CRM, CX, UX News South Africa

Customer Relationship Management or Cynical Manipulation?

A wearied and disillusioned customer of a local bank, observing his bank's enthusiastic endorsement of customer relationship management in their advertising, recently commented that this was somewhat akin to a group of serial rapists trying to organise candlelit dinners for their victims.

He has a point, and many bank executives have simply failed to grasp the fact that caring about customers is fundamental to CRM. Marketing sage, Philip Kotler, sums it up succinctly when he says: "Marketing is not the art of finding clever ways to dispose of what you make. Marketing is the art of creating genuine customer value. It is the art of helping your customers become better off. The marketer's watchwords are quality, service and value."
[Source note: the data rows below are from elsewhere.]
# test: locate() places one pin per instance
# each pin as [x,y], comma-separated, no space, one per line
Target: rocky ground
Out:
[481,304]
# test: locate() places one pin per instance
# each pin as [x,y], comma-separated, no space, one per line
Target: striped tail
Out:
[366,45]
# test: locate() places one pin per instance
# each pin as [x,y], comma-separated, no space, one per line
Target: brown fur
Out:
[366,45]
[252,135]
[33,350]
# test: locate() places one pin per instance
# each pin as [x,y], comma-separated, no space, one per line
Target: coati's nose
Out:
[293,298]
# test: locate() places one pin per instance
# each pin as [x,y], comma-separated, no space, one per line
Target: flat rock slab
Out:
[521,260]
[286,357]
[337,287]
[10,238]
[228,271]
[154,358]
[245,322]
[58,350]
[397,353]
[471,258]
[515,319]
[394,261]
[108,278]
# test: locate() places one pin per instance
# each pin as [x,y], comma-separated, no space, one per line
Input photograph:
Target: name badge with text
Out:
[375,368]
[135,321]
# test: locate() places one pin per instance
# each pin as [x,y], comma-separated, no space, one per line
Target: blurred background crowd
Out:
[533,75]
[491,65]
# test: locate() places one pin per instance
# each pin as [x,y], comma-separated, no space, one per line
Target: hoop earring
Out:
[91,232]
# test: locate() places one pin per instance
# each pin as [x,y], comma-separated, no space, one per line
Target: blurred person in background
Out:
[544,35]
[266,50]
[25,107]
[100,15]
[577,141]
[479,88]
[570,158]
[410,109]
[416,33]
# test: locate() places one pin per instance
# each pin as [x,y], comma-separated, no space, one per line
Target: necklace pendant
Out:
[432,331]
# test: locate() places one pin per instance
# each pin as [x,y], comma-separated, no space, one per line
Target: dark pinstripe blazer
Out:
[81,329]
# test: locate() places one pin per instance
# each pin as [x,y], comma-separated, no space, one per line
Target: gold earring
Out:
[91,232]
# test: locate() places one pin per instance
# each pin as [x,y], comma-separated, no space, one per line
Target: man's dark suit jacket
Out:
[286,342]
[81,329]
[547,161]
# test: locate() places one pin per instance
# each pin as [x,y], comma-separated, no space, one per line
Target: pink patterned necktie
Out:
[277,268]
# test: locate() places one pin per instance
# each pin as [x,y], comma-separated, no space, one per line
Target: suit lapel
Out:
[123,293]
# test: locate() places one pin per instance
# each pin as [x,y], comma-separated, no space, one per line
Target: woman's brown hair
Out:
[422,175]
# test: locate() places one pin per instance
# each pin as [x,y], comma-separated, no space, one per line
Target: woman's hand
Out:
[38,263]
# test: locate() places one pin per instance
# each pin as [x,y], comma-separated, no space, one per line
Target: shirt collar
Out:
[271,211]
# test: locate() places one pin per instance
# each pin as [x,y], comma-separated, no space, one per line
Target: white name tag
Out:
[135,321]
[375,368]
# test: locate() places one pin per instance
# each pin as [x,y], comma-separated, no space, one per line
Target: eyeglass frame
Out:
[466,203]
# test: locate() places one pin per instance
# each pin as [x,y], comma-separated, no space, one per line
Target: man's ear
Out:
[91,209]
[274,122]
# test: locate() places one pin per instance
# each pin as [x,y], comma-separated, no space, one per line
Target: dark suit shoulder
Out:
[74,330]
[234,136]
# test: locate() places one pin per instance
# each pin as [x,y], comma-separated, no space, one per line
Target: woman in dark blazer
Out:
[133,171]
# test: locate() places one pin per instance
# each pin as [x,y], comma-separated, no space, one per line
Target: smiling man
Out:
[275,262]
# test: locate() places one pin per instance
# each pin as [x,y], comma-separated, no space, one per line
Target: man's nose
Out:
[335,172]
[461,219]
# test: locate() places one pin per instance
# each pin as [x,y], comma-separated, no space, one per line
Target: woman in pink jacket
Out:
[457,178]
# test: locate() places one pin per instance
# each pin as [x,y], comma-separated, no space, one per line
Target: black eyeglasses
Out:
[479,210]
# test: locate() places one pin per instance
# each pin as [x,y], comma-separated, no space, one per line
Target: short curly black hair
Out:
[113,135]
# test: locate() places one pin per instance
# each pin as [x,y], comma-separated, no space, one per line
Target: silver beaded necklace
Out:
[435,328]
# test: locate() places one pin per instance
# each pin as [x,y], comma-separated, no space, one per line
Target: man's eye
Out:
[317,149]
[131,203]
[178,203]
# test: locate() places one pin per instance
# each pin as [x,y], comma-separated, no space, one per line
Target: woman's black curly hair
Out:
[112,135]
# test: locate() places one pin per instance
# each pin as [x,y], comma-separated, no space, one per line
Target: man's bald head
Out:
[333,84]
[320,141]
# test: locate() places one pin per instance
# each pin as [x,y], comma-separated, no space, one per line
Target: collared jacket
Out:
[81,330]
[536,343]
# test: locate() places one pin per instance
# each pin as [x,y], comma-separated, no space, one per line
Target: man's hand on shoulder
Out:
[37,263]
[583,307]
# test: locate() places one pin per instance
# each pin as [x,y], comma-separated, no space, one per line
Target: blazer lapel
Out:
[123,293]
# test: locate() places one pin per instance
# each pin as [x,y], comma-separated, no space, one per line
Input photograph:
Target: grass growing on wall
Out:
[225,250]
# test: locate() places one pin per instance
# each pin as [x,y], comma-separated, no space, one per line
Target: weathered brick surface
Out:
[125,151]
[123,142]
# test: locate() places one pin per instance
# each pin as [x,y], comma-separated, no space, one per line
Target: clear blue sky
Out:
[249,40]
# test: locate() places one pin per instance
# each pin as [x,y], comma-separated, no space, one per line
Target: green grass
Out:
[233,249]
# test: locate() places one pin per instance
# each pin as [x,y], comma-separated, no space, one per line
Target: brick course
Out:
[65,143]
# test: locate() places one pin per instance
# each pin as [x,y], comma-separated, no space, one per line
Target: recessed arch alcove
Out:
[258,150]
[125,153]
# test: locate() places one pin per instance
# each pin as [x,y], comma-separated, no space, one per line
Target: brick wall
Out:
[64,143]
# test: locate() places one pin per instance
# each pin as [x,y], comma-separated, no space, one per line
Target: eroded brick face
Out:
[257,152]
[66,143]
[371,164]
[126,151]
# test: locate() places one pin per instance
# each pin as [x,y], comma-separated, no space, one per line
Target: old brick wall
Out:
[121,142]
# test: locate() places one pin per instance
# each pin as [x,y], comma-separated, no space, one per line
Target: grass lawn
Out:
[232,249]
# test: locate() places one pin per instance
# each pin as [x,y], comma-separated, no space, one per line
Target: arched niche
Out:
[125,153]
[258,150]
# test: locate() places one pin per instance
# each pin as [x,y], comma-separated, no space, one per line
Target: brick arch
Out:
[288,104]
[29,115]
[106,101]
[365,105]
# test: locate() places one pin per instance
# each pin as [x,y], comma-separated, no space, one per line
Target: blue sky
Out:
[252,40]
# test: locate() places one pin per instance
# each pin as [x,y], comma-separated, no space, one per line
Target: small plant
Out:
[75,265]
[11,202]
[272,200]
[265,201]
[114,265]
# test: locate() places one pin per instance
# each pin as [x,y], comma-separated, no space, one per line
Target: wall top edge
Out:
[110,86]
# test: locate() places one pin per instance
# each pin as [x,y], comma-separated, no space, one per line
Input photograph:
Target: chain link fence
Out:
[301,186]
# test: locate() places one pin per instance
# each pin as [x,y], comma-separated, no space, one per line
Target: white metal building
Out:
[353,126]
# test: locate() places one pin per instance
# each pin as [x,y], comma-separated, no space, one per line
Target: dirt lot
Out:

CRM is supposed to be the epitome of customer orientation but, instead, it is a cynical attempt to cash in on the financial rewards of creating close connections with customers. Banks and other organisations have forgotten that the R in CRM is for Relationship, and that relationships are two-way affairs. If banks want loyalty and commitment from their customers with the attendant financial benefits, they have to provide genuine value, loyalty and commitment in return. Recent press reports confirm what every consumer knows - banks simply don't care.

In fact, banks' obsessions with technology, internal efficiency, and cost reduction have created an intense internal focus. Senior executives seldom call on customers - and then usually for the wrong reasons. Relationship managers don't manage relationships - they chase deals or facilitate transactions. Banks don't care about managing customer relationships - they care about managing risks.

Furthermore, banks have forgotten that customers have a limited capacity to form long-term, committed relationships. But hotel chains, retailers, airlines, telephone companies, credit card issuers, insurance companies and other suppliers, clamouring to become their relationship partners, besiege these very same customers. In many cases, customers have absolutely no desire for dialogue, mutual value creation or any other form of engagement with suppliers. In my case, I do not want to engage with Procter and Gamble in a relationship around my toothpaste or Kimberly Clark around my toilet paper. And thankfully, they do not seem much interested in engaging me in this discussion.

So perhaps it's time banks were more honest with their customers. We simply don't buy all of that florid prose about long-term relationships. It is clearly absolute nonsense. Banks simply want our money. So tell us that and tell us why the deal is a good one, and then deliver on your promise.